"The Fate of Katherine Carr" is a particular literary work and an opportunity to enter the dark world of Thomas H. Cook if you do not know it yet, through the lives of three people, wounded people, even broken , as always with Cook.
George Gates, the narrator merely survive since the assassination of his son Teddy there a few years ago; the horror of events mixes a haunting guilt that he never raised. Katherine Carr is a poet who disappeared twenty years ago in mysterious circumstances ever; she is the author of a story whose heroine bears his name and which he hopes George will deliver the key to the mystery. Finally, Alice is a little girl with progeria, whose days are numbered and that George is trying to unravel the mysterious fate of Katherine Carr.
This novel is beautifully constructed, stories fitting as nesting dolls, with mises en abyme that make it a bit complex: we really know if it's Katherine's story is told, or character Katherine in his own novel, or that of Alice perhaps, or why not the narrator, but regardless, eventually. What matters are the recurring themes in the work of Cook and come back here at all levels of the story: the obsession of absolute evil, innocence, guilt, infinite blackness with no possible redemption, the absence in response to questions at the suffering-whether that of the victims of human violence or violence by nature, as the disease Alice suffers.

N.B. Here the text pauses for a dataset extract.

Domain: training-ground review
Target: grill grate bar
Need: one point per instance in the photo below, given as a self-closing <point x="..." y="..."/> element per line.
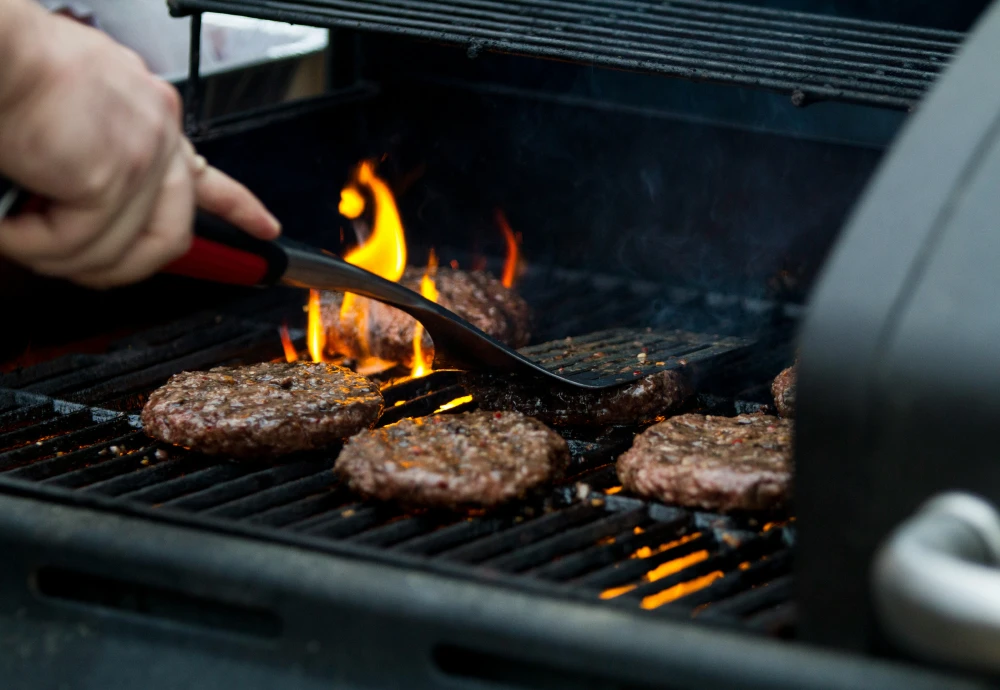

Paradoxically, I felt some frustration, closing the book, because the reader is not rewarded with clear answers at the end of this subtle puzzle, and yet I could not rid myself of the feeling of having read something infinitely beautiful, where the strongest human emotions and painful are expressed in a lyrical prose of the highest quality. "Haunting" is probably the adjective that best applies to the works of Thomas H. Cook, because they are hard to forget and that each of its releases makes us want to dive back into his world as bitter as it may be .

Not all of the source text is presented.